The Navy installed broadcasting lines that connected to Washington D.C., and could be utilized for Trans-Atlantic radio communication. The most notable Trans-Atlantic communication came about when President Woodrow Wilson was able to converse through an overseas connection with the Italian Minister of Communications in Rome. Around this same time, they placed more wiring underneath the Shark River in order to improve connectivity and reception for transmission.

When World War I concluded the American Marconi Company or the Marconi Wireless Telegraph Company of America, as it became known, was sold to a company called RCA. RCA is a media giant today, but the company's current owner is the General Electric Corporation.

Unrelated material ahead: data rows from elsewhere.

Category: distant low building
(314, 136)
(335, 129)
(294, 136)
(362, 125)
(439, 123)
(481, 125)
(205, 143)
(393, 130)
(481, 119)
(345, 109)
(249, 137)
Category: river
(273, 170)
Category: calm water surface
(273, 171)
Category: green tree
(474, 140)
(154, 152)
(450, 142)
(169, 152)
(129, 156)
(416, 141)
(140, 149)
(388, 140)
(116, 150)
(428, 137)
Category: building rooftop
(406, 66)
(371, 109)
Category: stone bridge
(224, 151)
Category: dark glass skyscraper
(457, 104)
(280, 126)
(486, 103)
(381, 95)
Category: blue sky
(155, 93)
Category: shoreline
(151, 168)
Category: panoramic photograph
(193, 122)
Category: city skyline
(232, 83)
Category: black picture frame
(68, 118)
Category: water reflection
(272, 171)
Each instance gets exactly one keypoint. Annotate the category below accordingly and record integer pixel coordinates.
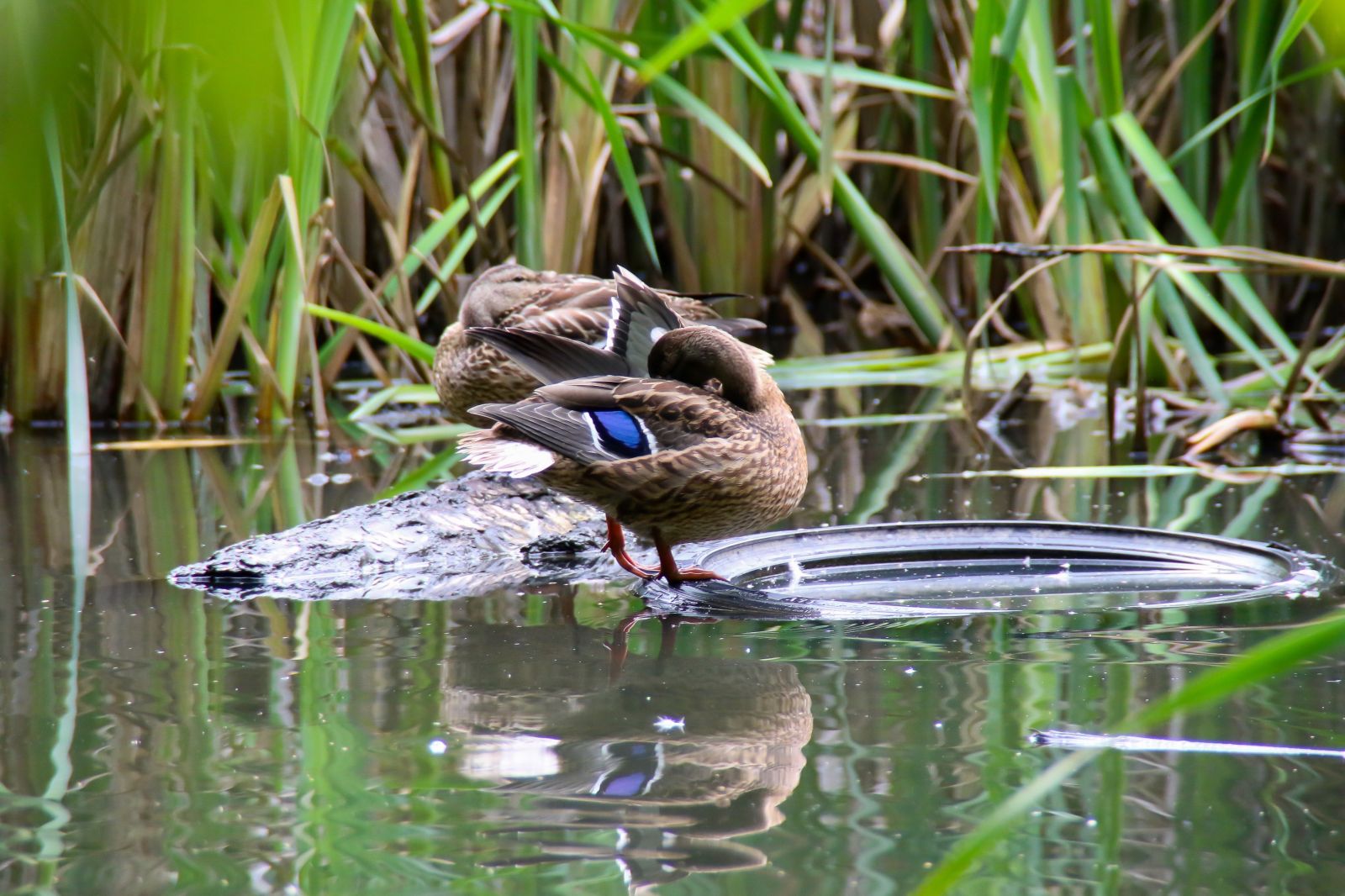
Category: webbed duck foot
(677, 576)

Its most popular notoriety today is their media electronics and recording labels. When the company sold to RCA, they meshed all the station's transmissions and receptions into one station in New York. This eliminated the need for any type of radio or communication work at the Belmar Station and for a time quieted the work at the site. Even though New Brunswick, however useful it was for transmitting communication to the United Kingdom in the World Wars, fell silent as well.

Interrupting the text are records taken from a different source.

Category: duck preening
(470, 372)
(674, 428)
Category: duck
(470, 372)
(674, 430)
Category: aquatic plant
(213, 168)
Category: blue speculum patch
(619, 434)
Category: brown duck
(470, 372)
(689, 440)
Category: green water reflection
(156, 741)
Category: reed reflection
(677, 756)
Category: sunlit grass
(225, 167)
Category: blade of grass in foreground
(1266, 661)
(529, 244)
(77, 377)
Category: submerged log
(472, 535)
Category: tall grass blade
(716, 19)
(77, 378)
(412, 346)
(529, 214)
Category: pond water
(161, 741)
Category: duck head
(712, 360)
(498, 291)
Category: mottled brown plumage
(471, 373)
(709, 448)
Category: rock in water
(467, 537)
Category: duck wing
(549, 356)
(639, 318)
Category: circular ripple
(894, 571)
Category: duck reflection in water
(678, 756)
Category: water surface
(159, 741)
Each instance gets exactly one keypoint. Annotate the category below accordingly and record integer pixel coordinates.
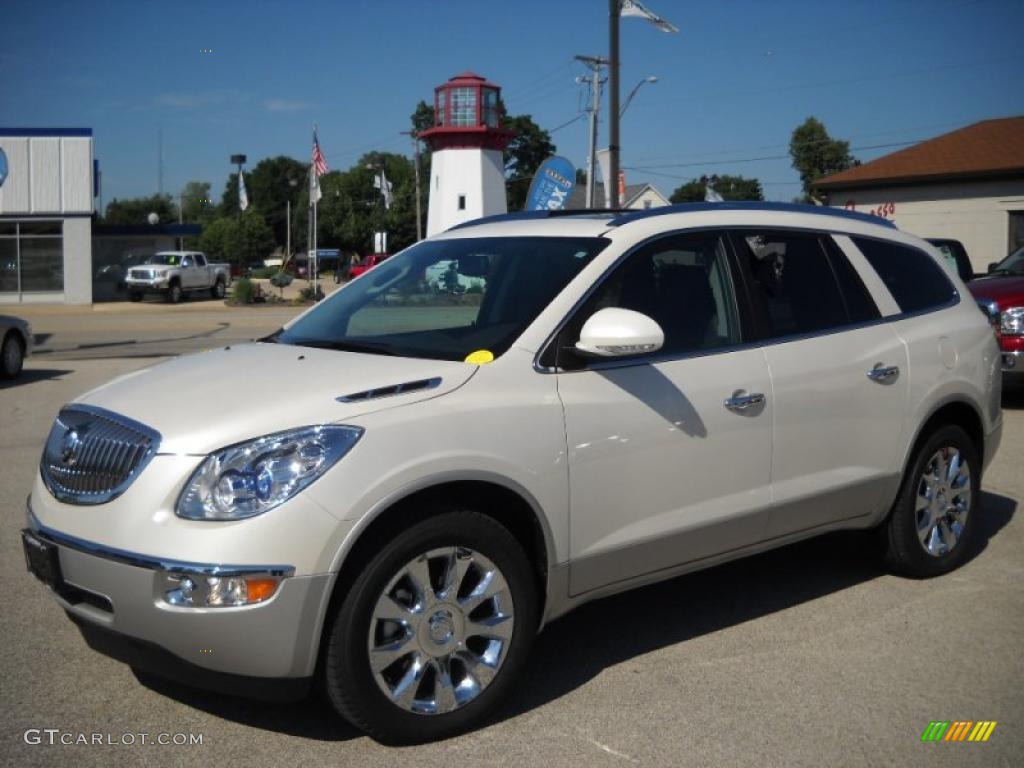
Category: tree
(815, 154)
(135, 211)
(730, 187)
(529, 146)
(238, 239)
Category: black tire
(349, 681)
(11, 356)
(903, 549)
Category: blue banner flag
(552, 185)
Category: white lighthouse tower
(467, 174)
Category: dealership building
(50, 249)
(967, 185)
(46, 205)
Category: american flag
(320, 165)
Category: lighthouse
(467, 173)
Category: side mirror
(614, 333)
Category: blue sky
(733, 83)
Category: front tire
(434, 630)
(11, 356)
(931, 526)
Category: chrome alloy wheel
(943, 501)
(440, 631)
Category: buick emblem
(69, 448)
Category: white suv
(410, 481)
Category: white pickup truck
(176, 272)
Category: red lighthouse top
(467, 114)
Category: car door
(669, 455)
(840, 380)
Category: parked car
(954, 257)
(637, 395)
(368, 263)
(15, 345)
(175, 273)
(1000, 294)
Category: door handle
(884, 374)
(743, 401)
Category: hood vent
(389, 391)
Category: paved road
(807, 656)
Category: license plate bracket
(42, 559)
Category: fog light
(200, 590)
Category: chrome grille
(92, 456)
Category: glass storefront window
(31, 256)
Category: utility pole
(595, 64)
(614, 8)
(416, 156)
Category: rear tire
(932, 523)
(11, 356)
(465, 607)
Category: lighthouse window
(491, 108)
(464, 107)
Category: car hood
(204, 401)
(1005, 291)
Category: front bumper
(117, 598)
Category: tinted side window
(682, 283)
(913, 279)
(794, 281)
(859, 304)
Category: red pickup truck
(1000, 293)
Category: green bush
(244, 291)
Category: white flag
(243, 195)
(381, 182)
(634, 8)
(711, 196)
(314, 192)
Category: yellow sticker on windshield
(480, 356)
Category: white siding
(14, 193)
(975, 213)
(477, 174)
(77, 175)
(44, 158)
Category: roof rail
(635, 215)
(544, 214)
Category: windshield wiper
(344, 346)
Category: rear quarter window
(914, 280)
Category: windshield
(172, 259)
(446, 299)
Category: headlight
(1012, 322)
(252, 477)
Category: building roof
(578, 200)
(985, 150)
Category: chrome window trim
(145, 561)
(759, 343)
(108, 496)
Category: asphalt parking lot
(808, 655)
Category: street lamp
(629, 98)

The Station went through different changes during the times between 1925 and 1941. During a minor era in the history of the Belmar Station, a group called the Pleasure Seekers Club occupied the camp's premises between the years 1925 and 1935. The group's records are very vague and not much information is prevalent. Within the year 1936 a Christian group, called the Young People's Association for the Propagation of the Gospel, purchased the land that formerly belonged to Marconi along the Shark River. Following in the year 1938, Dr. Percy B. Crawford created King's College in Belmar, New Jersey. This was a four-year Christian college that taught Biblical doctrine to their higher education students, but was not exclusively of a religious nature. The school did not teach broader subjects of an artistic or scientific basis. The college eventually moved to the Briarcliff Manor in New York. The King's College remains in existence, and still functions with offices that remain at the Empire State Building in New York City. They offer courses in Business Management, Philosophy, Economics, and many other degree programs, but they still maintain a theology institution within the college's curriculum.

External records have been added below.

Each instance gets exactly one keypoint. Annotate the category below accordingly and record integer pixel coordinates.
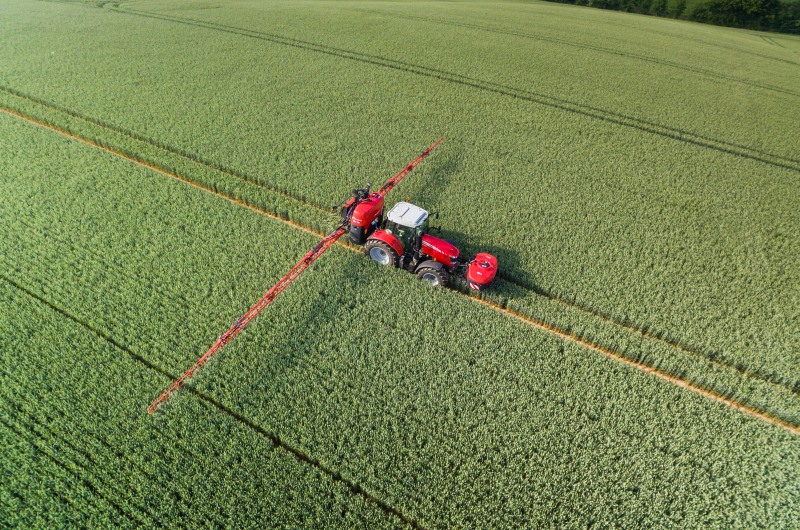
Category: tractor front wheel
(380, 252)
(435, 276)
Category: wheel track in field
(714, 358)
(529, 319)
(664, 338)
(299, 455)
(572, 107)
(186, 155)
(601, 49)
(510, 377)
(713, 44)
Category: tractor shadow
(315, 318)
(433, 189)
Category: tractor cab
(407, 222)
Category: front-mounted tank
(481, 271)
(365, 218)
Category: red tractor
(402, 239)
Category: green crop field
(162, 164)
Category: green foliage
(606, 165)
(397, 389)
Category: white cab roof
(407, 214)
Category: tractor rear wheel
(381, 252)
(435, 276)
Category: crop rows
(763, 392)
(419, 408)
(683, 241)
(84, 413)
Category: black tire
(357, 235)
(380, 252)
(433, 273)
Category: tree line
(764, 15)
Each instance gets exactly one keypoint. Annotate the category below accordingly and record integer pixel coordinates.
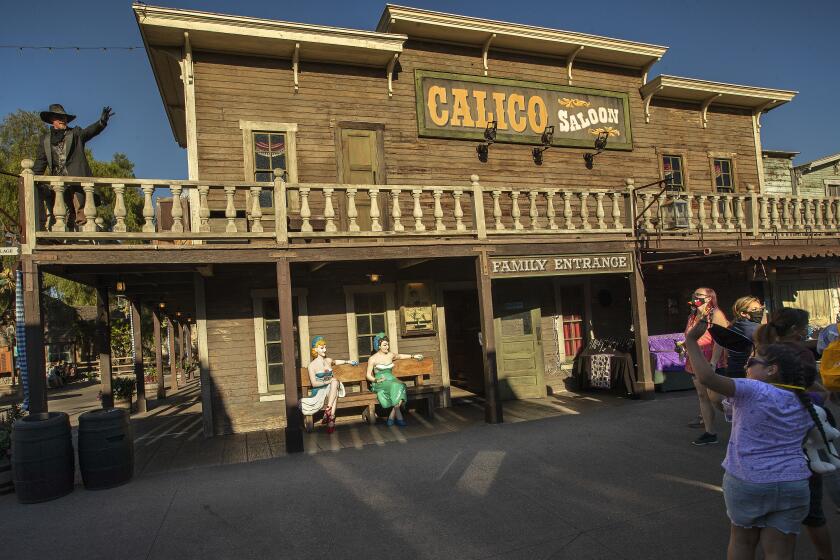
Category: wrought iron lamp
(547, 136)
(483, 149)
(600, 145)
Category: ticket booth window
(571, 309)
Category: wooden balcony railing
(222, 210)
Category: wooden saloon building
(486, 193)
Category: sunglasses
(753, 361)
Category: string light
(50, 48)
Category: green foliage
(7, 419)
(123, 387)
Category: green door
(519, 358)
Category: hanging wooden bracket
(704, 108)
(647, 99)
(759, 111)
(485, 50)
(296, 65)
(390, 71)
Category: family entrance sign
(461, 106)
(559, 265)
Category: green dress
(390, 391)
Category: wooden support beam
(402, 265)
(492, 402)
(644, 372)
(161, 392)
(173, 359)
(294, 433)
(34, 328)
(203, 356)
(103, 343)
(137, 347)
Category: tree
(19, 135)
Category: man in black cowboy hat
(62, 150)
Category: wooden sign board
(560, 265)
(460, 106)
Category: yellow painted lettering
(437, 95)
(481, 119)
(537, 114)
(499, 100)
(461, 109)
(517, 121)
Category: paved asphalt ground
(613, 483)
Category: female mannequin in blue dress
(326, 389)
(389, 390)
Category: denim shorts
(780, 505)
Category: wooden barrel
(6, 484)
(106, 448)
(43, 464)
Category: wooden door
(463, 340)
(519, 359)
(360, 165)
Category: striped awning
(784, 252)
(20, 336)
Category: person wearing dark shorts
(747, 313)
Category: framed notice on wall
(417, 311)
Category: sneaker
(705, 439)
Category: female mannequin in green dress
(389, 390)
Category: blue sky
(770, 44)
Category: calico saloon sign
(460, 106)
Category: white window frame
(390, 315)
(290, 130)
(258, 296)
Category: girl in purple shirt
(765, 485)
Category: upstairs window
(723, 175)
(269, 154)
(673, 164)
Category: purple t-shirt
(769, 425)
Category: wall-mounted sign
(417, 311)
(560, 265)
(460, 106)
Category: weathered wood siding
(813, 181)
(231, 88)
(778, 173)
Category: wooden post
(173, 359)
(644, 372)
(103, 344)
(34, 328)
(294, 434)
(161, 394)
(492, 403)
(137, 345)
(203, 355)
(478, 208)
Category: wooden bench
(415, 373)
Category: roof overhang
(819, 162)
(750, 98)
(513, 37)
(779, 154)
(163, 29)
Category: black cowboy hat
(56, 110)
(729, 339)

The US Army then commissioned the camp for use in World War II. The radar laboratory was used for research and proved invaluable during that time. Companies such as AT&T and General Electric funded the research on the camp, along with using radar to detect enemy aircraft during the war. The radar work performed at Camp Evans was considered the redeeming quality of democracy and the tool of victory during the World War II effort. Other researches, such Project Diana, were performed on the camp. Project Diana aimed to send radar signals toward the moon to see what the reflecting signals consisted of. This project is considered the precursor to interest for space exploration and was hailed as the fruition of the U.S. Space Program.

On March 31, 1942 the Belmar Station, then called the Signal Corps Radar Laboratory, named its radar lab and property Camp Evans after the deceased Lieutenant Colonel Paul W. Evans. Evans originally hailed from Ohio and served in the Coast Artillery of the Army. Today the surrounding area near and around the camp retains the name Evans Area. The camp remained a top-secret research and development facility from 1941 to as recently as 1998. Camp Evans is considered to be a landmark of historical significance by the National Registry of Historic Places. Today Camp Evans is the Infoage Science and Learning Center. This Center is a non-profit organization that provides education about information technology and remembers the pioneers that contributed toward the progressions and innovations of communications. The Center is working to restore some of the structures and buildings that remain on the camp. This historical landmark gave birth to the most poignant and important scientific breakthroughs during the information age. This expanse of land needs preservation so that future generations can learn about the evolution of technology and the roots of the information era in America.